Sherried Oyster and Brie Soup
Makes 4 servings
|1||cup cream sherry|
|1||quart select Maryland oysters with liquor|
|1||pound fresh mushrooms, thinly sliced|
|1/2||cup minced shallots|
|2||tablespoons fresh lemon juice|
|2||tablespoons all-purpose flour|
|3||cups beef broth|
|4||ounces Brie cheese|
|1||cup whipping cream|
|Salt and white pepper|
|Fresh chives (optional)|
- Bring sherry to a boil in small saucepan over medium-high heat. Reduce heat to low. Simmer until slightly thickened and reduced to 1/2 cup. Set aside.
- Drain oysters, reserving liquor. Set aside.
- Melt butter in large saucepan over medium-high heat. When foam subsides, stir in mushrooms, shallots and lemon juice; cook and stir 2 minutes. Sprinkle with flour; cook and stir 1 minute more.
- Add broth and reduced sherry; bring to a boil. Reduce heat to low. Simmer 20 minutes.

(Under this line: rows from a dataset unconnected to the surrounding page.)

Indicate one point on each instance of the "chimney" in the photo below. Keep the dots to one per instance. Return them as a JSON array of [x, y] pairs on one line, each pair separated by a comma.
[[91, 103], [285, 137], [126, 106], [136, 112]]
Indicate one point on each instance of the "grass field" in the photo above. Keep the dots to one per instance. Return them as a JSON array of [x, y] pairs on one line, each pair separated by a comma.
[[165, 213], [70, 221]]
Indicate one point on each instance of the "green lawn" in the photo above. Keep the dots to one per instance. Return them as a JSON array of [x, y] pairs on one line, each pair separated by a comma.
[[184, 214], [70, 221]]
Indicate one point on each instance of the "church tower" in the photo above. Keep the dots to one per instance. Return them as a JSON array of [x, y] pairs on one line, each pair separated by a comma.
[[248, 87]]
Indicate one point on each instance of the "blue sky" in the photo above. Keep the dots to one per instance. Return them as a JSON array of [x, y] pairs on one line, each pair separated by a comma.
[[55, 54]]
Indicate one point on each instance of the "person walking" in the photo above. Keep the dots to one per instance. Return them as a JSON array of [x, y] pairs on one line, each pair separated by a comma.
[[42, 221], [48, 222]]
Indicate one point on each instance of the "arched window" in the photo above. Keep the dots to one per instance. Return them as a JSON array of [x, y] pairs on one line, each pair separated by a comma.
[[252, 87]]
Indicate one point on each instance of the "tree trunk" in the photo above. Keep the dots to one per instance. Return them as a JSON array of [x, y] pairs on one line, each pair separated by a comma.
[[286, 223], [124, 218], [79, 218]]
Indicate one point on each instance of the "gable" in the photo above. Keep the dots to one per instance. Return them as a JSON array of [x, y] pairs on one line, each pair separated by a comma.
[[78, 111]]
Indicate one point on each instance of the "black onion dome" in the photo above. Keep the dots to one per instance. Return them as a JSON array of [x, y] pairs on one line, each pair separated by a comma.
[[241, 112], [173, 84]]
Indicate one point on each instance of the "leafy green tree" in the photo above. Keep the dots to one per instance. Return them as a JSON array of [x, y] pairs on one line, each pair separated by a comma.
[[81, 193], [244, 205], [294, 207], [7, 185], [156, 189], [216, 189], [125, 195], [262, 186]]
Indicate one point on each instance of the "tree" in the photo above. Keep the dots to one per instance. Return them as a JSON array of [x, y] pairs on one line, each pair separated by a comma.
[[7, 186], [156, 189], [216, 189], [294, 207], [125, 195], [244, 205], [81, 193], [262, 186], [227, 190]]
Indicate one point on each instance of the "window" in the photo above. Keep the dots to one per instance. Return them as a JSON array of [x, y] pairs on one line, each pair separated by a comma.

- Cut Brie cheese into wedges; using paring knife, remove and discard outer white rind.
- Add cheese to soup; stir to melt. Stir in reserved oyster liquor, milk and cream; season to taste with salt and pepper. Heat until very hot. Do not boil.
- Remove from heat; add oysters. Cover and let stand until oysters are just plumped. Garnish with fresh chives.